The growth curve of antibiotic-resistant strains was studied to determine their viability in culture medium over the course of time and the events (lag, log, stationary, and decline phase) taking place in the bacterial population. For all three isolates, the lag phase was observed for an hour, which shifted towards the log phase with an exponential increase in cell densities till 72 h after which stationary phase was achieved as no significant increase in the OD was observed afterward. These results indicated that the time required to reach the stationary phase is not affected by the presence of two different antibiotics, even for the common strains (Figure 7A and 7B).

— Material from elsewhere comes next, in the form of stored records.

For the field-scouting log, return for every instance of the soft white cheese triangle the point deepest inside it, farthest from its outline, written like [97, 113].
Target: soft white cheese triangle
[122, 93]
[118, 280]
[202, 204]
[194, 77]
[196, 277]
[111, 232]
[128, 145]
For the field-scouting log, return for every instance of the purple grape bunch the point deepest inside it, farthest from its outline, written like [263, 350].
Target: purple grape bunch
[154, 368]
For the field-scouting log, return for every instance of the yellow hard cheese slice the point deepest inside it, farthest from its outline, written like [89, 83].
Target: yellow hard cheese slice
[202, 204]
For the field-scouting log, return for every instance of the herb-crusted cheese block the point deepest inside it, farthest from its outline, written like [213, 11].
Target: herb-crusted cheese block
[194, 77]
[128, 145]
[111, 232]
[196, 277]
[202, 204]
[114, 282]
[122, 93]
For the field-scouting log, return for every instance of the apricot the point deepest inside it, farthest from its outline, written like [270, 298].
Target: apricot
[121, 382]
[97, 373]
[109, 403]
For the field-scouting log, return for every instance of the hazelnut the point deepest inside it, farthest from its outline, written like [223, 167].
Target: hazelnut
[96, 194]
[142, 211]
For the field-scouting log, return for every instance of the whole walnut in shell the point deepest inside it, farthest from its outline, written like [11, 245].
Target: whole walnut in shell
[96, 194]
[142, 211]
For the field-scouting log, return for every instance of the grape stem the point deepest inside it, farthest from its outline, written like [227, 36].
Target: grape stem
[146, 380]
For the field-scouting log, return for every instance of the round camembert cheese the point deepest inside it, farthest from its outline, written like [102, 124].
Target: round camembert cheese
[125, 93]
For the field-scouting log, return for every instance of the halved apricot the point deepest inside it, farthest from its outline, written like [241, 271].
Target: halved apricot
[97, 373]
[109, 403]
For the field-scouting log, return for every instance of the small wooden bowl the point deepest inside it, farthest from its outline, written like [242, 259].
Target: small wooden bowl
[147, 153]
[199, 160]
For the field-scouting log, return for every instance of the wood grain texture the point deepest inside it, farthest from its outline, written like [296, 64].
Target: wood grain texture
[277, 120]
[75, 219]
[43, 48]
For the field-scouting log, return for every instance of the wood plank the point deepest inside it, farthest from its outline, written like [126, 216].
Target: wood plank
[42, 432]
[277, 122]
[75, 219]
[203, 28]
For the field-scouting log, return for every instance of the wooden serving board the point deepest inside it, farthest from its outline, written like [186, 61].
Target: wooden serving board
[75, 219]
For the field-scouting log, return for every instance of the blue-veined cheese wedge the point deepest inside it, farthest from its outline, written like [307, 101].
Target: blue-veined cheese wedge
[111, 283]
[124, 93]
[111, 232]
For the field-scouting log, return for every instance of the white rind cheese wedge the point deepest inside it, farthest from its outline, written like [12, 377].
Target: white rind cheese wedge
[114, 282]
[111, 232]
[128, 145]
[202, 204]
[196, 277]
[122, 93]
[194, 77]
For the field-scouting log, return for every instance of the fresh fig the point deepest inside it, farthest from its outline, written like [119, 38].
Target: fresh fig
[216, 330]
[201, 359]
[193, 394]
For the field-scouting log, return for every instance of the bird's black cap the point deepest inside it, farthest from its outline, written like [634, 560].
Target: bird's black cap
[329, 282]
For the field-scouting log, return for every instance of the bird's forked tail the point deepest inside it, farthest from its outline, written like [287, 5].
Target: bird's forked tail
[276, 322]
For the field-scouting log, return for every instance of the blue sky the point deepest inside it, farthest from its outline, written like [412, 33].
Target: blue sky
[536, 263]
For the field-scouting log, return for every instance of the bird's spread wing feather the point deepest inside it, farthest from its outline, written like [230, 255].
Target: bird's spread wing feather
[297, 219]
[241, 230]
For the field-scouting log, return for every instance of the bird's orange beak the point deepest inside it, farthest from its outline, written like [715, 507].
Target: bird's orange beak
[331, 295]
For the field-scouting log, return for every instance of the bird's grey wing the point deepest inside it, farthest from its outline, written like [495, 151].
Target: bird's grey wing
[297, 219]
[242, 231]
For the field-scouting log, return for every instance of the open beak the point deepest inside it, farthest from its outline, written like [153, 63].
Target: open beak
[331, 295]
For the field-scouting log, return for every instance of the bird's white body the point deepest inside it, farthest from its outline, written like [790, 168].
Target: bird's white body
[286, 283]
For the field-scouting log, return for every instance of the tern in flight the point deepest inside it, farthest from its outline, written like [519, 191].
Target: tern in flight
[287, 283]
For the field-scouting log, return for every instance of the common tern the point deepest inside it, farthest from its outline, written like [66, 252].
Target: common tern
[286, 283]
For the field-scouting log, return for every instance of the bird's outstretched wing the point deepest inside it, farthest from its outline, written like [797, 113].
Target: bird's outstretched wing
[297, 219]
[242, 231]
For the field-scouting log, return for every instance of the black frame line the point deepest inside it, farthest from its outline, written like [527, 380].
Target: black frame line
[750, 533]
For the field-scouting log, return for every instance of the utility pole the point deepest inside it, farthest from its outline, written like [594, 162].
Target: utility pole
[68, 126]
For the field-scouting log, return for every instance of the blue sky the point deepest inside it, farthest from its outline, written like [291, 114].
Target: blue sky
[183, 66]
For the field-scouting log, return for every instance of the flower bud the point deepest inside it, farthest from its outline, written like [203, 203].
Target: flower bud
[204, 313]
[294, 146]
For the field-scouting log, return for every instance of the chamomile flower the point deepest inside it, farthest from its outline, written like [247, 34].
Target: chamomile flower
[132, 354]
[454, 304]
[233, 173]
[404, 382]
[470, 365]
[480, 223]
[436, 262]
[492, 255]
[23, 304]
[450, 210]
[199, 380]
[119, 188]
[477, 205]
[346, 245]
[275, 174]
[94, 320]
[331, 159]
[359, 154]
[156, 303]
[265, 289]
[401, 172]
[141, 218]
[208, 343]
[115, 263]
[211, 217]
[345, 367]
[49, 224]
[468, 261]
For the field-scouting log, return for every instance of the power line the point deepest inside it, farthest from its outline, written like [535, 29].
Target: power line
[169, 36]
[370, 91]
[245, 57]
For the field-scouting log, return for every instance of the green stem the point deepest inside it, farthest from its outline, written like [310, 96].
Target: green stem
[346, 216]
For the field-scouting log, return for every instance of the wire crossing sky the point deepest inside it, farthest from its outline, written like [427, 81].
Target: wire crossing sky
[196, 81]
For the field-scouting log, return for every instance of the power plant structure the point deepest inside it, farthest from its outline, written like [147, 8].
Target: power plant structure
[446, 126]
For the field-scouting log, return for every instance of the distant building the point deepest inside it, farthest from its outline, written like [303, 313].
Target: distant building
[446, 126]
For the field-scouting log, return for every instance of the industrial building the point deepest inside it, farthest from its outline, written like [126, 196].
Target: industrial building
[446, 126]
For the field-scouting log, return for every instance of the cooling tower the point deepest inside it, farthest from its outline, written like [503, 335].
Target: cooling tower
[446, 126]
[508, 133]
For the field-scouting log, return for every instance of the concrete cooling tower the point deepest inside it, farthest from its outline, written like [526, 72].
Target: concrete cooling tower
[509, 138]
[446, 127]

Determination of biotransformation of antibiotics
Microbiological assay for the evaluation of antibiotic potency
Reduction in the potency of antibiotics treated with bacterial strains was observed by reduction in inhibition zone over time. These zones were compared to the standards of known antibiotic concentrations (Table 3) to assess the extent of reduction in test antibiotic’s antimicrobial activity. For ERY, Isolate PC showed a significant reduction in the initial concentration (512 µl) within 3h of incubation. This concentration reduces to another half after 24 h, and a much smaller inhibition zone was observed at 96 h (Figure 8). Almost similar results were obtained with the strain D2F for ERY (Figure 8). More than a 2-fold reduction in ERY concentration was observed after 3h of incubation with the strain D1A, which drastically reduced in further 24 h of incubation. A very slight zone was observed around the test sample after 96 h of incubation (Figure 8). For SXT, strain D2F showed an almost 4-fold reduction in the initial concentration (1024 µl) within 3h of incubation, which decreased further by the factor of 2 in 24 h and ultimately a very slight to a negligible zone of inhibition was observed at 96 h (Figure 9). Strain D1A showed similar pattern of reduction of SXT as for ERY in the three studied time intervals with almost complete reduction in zone of inhibition within 96 h (Figure 9).
In summary, obvious biotransformation of ERY and SXT was achieved by PC, D1A, and D2F.Out of three strains, D1A was found to be the most potential candidate for this purpose as no considerable inhibition of susceptible strain was observed around the test sample of maximum growth time (96 h).